Projeto brasileiro Moradas Infantis, no Tocantins, é finalista do prêmio MCHAP.emerge

O Moradas Infantis, projeto dos escritórios Rosenbaum e Aleph Zero, é o único projeto brasileiro finalista do Mies Crown Hall Americas Prize (MCHAP) Emerge, prêmio bienal ao trabalho de escritórios emergentes do continente americano. O trabalho concorre com edifícios nos Estados Unidos e no México.

O prédio, localizado em Formoso do Araguaia, no Tocantins, foi desenvolvido em 2015 com o objetivo de criar habitação para crianças de 13 a 18 anos, adequando a arquitetura à cultura local indígena. Os arquitetos mantiveram a separação original de duas vilas, uma feminina e outra masculina, com 45 unidades com seis pessoas cada, preservando a qualidade de vida.

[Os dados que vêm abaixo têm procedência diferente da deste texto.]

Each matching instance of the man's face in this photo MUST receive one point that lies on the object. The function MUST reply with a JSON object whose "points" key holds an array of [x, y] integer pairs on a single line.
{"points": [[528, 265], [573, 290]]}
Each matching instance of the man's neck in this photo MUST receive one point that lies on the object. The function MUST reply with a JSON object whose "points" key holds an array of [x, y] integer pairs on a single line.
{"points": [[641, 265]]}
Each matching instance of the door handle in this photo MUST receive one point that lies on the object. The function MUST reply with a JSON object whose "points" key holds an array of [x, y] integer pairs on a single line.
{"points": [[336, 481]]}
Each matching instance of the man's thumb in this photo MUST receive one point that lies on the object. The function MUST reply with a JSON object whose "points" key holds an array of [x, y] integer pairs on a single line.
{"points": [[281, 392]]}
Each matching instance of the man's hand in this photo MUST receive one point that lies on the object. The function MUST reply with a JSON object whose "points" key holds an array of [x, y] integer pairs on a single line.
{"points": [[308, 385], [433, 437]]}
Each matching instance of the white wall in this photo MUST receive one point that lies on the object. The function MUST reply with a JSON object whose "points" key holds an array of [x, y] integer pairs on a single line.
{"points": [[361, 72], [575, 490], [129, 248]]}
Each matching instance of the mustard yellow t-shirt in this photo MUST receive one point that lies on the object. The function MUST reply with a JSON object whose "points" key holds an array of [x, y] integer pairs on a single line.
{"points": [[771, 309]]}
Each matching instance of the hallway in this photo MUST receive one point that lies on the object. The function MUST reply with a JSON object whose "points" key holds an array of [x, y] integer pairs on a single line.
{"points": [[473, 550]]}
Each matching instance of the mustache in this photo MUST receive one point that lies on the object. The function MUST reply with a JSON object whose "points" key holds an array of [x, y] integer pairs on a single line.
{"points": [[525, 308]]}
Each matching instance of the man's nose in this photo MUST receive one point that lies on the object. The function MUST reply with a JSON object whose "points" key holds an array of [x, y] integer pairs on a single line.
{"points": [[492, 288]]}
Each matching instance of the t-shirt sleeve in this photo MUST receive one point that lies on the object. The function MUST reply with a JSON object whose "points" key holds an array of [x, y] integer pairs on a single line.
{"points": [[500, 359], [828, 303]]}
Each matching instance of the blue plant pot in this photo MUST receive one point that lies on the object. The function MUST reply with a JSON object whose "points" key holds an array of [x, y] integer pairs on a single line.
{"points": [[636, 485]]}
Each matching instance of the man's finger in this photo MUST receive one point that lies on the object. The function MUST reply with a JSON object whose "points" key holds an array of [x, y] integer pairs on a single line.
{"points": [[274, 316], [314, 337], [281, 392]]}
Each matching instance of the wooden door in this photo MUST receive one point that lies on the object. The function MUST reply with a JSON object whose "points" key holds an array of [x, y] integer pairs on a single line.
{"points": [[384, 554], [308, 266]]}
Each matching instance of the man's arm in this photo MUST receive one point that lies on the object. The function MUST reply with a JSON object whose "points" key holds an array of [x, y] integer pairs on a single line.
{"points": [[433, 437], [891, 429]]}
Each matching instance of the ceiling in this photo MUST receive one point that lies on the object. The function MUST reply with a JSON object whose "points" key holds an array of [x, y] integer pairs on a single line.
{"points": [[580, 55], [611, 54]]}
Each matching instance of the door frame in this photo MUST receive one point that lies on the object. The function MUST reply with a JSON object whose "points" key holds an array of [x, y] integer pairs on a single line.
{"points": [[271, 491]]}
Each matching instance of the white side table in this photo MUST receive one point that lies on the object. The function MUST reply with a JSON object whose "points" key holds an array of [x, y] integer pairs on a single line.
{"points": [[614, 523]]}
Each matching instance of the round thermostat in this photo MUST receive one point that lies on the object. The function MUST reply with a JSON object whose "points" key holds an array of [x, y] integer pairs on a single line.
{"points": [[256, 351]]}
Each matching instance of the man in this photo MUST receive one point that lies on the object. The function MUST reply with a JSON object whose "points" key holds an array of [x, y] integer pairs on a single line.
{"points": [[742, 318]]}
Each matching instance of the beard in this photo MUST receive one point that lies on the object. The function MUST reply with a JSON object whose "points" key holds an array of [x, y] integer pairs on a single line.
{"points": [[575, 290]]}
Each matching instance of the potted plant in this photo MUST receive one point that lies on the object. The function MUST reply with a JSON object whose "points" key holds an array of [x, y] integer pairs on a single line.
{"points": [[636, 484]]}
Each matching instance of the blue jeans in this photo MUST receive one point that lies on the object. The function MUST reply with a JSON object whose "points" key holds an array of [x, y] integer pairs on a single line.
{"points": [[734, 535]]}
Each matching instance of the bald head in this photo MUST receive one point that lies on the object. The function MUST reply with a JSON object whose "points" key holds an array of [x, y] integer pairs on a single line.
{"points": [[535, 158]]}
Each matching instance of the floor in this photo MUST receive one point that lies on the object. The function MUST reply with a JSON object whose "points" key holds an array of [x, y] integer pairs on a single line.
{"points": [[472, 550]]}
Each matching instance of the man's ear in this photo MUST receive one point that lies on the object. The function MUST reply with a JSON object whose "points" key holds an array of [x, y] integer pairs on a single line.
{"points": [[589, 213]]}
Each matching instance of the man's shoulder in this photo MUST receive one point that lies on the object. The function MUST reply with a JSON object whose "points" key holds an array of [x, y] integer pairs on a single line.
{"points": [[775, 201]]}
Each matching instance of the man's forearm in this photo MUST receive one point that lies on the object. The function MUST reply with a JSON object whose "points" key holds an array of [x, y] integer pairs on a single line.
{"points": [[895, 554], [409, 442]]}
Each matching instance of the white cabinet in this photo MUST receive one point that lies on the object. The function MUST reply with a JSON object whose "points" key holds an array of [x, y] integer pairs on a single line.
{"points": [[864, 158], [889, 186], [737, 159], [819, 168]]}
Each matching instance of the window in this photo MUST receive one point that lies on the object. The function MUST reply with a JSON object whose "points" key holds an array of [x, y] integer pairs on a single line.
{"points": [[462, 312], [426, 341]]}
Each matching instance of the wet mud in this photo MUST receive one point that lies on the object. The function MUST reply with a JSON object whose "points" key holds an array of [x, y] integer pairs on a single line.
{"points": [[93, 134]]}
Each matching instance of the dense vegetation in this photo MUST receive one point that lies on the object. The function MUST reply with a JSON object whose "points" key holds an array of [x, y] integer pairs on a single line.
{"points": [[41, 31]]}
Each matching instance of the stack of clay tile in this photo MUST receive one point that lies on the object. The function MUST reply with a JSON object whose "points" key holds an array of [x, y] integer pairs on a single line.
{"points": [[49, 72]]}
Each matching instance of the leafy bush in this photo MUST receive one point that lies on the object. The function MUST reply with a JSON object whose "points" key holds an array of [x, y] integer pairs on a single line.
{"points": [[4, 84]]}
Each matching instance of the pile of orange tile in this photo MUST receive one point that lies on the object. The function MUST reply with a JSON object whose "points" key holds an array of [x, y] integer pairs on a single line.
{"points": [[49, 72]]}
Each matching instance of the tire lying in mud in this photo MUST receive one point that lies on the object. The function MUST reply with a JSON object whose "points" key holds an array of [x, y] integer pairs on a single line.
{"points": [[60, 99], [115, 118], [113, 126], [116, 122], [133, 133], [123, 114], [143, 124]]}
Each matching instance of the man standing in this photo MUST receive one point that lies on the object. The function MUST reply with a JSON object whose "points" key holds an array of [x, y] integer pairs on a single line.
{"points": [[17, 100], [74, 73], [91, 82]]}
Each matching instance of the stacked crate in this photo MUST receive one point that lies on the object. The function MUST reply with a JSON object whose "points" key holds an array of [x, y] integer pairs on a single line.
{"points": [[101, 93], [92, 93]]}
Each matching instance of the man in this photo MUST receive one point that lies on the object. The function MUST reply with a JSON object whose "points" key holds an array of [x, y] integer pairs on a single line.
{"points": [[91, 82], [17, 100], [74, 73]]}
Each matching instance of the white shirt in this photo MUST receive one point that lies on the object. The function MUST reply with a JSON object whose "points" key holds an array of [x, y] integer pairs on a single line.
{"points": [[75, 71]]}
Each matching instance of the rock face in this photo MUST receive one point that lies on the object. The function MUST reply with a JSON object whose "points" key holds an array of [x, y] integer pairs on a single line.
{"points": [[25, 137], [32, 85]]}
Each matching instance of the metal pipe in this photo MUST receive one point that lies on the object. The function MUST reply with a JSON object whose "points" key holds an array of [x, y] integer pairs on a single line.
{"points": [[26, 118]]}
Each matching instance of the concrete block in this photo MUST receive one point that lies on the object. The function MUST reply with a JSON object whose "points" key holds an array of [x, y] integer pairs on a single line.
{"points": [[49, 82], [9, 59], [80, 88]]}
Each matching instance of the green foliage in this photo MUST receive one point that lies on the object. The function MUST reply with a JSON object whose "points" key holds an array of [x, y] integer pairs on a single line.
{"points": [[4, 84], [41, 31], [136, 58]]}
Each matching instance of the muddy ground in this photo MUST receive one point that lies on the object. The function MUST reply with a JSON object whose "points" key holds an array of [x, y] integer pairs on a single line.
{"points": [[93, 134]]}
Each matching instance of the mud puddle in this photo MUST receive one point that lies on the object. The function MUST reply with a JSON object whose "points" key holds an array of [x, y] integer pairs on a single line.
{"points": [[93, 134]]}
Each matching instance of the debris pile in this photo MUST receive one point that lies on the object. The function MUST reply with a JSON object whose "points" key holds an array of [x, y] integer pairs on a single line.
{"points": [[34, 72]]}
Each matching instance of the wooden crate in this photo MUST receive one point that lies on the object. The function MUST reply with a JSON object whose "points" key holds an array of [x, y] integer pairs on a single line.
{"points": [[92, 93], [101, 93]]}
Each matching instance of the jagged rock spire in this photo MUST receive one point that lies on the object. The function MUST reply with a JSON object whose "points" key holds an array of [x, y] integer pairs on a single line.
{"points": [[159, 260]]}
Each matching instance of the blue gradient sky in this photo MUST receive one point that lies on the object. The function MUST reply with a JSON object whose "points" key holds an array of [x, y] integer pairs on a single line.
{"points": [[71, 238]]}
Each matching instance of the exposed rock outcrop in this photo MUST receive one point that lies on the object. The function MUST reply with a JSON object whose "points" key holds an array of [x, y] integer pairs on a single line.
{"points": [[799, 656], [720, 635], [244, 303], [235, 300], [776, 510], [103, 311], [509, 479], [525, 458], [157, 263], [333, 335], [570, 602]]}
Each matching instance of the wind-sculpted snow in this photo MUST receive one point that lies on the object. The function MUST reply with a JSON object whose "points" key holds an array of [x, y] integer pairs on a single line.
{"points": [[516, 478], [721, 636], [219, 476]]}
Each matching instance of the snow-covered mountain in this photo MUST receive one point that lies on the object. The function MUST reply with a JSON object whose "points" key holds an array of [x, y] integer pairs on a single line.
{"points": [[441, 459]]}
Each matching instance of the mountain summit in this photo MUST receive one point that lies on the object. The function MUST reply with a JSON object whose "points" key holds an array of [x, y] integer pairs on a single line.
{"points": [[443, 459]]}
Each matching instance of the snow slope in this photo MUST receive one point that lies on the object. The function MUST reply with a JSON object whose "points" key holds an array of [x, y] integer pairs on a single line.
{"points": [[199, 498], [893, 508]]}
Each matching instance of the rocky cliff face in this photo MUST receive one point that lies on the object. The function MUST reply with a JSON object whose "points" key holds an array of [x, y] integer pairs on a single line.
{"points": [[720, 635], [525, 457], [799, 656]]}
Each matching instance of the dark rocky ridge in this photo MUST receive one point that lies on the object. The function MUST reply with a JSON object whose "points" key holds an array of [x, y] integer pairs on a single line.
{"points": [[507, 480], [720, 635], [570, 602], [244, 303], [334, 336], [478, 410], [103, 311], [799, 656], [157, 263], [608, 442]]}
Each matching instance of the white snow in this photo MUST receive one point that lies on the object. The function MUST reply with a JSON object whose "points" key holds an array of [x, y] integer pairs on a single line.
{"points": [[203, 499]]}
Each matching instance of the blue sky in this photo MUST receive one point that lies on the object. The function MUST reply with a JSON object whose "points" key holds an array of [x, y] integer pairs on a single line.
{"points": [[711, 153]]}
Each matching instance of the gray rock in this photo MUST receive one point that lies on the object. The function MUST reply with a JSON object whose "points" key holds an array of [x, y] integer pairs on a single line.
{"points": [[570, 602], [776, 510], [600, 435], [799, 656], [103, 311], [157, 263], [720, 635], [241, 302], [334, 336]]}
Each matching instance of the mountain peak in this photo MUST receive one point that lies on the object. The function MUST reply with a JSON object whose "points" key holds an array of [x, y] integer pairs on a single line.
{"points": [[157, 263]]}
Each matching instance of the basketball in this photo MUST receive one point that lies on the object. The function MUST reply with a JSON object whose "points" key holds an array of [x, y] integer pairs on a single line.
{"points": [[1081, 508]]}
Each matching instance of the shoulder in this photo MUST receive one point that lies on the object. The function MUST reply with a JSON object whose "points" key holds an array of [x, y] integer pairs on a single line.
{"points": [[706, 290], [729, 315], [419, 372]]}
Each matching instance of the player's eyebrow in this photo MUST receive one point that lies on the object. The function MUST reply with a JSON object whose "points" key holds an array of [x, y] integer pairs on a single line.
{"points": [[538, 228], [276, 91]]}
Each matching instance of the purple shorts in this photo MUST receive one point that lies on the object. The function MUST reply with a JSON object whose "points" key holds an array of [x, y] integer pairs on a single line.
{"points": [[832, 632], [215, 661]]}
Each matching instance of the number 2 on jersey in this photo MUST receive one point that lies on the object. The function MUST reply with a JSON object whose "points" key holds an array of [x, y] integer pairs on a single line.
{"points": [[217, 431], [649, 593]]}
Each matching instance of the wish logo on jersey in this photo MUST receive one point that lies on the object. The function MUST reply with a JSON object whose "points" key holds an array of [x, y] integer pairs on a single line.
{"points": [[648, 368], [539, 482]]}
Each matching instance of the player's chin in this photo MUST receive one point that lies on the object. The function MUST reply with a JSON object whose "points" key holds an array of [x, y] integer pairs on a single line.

O projeto desenvolvido na área de 23.344,17 m² conta com sala de TV, espaço para leitura, varandas, pátios e redários, entre outros equipamentos.

Além do MCHAP, o Moradas Infantis ganhou o 4º Prêmio Tomie Ohtake AkzoNobel de Arquitetura em agosto de 2017 e foi um dos 17 selecionados a participar da exposição Muros de Ar do pavilhão brasileiro na 16ª Mostra Internacional de Arquitetura – Bienal de Veneza, na Itália, que começa no dia 26 de maio.

No MCHAP.emerge, o projeto brasileiro concorre com o laboratório de computação incorporada, em Streicher Bridge, Princeton, nos Estados Unidos, assinado por The Living e David Benjamin; a Escola María Montessori em Mazatlán, Sinaloa, no México, projetado pelos escritórios EPArquitectos e Estudio Macías Peredo; e a unidade comum na Cidade do México, México, de autoria do Rozana Montiel Estudio de Arquitectura e Rozana Montiel + Alin V. Wallch.

A premiação do MCHAP vai acontecer dia 12 de abril no SR Crown Hall, em Chicago, nos Estados Unidos.